Comment ai-je pu survivre à ta mort?

 « Il est 3h00. Nous sommes le 11 octobre. Plongée dans la pénombre, je suis assise à la table du salon et je t’écris. Ça me soulage. Je me sens un peu mieux. Depuis quelques semaines, mes réveils nocturnes sont plus fréquents. Aloïs est grincheux. Ses gencives sont gonflées et enflammées. Sept petites dents sont apparues en moins d’un moins ! Je suis fatiguée. J’ai besoin de sommeil. Peu importe ! Il est en vie ! Je voudrais dormir. Mais voilà, je n’y arrive plus…

A 2h30 ce matin, réveillée par ses cris, j’ai pris ton petit frère contre moi. J’ai caressé tendrement son visage. Je l’ai cajolé. J’ai profité. J’aurais voulu que cet instant ne s’arrête pas, jamais.  J’ai ressenti les battements de son cœur dans sa poitrine. Son corps était chaud, son odeur si douce. J’ai réalisé la chance que j’avais de me lever la nuit pour le réconforter… Pour toi, je ne peux plus le faire…

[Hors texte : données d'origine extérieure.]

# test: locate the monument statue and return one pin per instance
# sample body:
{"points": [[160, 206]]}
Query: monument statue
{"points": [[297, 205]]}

Depuis ton décès, il y a 17 mois, je me réveille souvent le cœur meurtri en pensant à toi, à nous, à nos rêves brisés. Je pleure en silence. Je ressens ce vide, cette absence, ce manque qui me torturent depuis ton départ. Ton petit frère s’est endormi. Il avait besoin d’être rassuré. Je suis assise à la table à manger. Incapable de trouver le sommeil, je tente de me souvenir de ton visage, de la chaleur de ton corps, de ton odeur. Je n’y parviens plus. Quelle atroce sensation ! Ces détails se sont effacés de ma mémoire. Des images sombres me reviennent. Celles qui me blessent, tournent en boucle dans ma tête, me brutalisent et me font tant de mal. Je me demande comment j’ai pu faire face. Comment ai-je pu survivre à ta mort ? Ces images sont traumatisantes. Mon estomac se noue. J’ai envie de vomir.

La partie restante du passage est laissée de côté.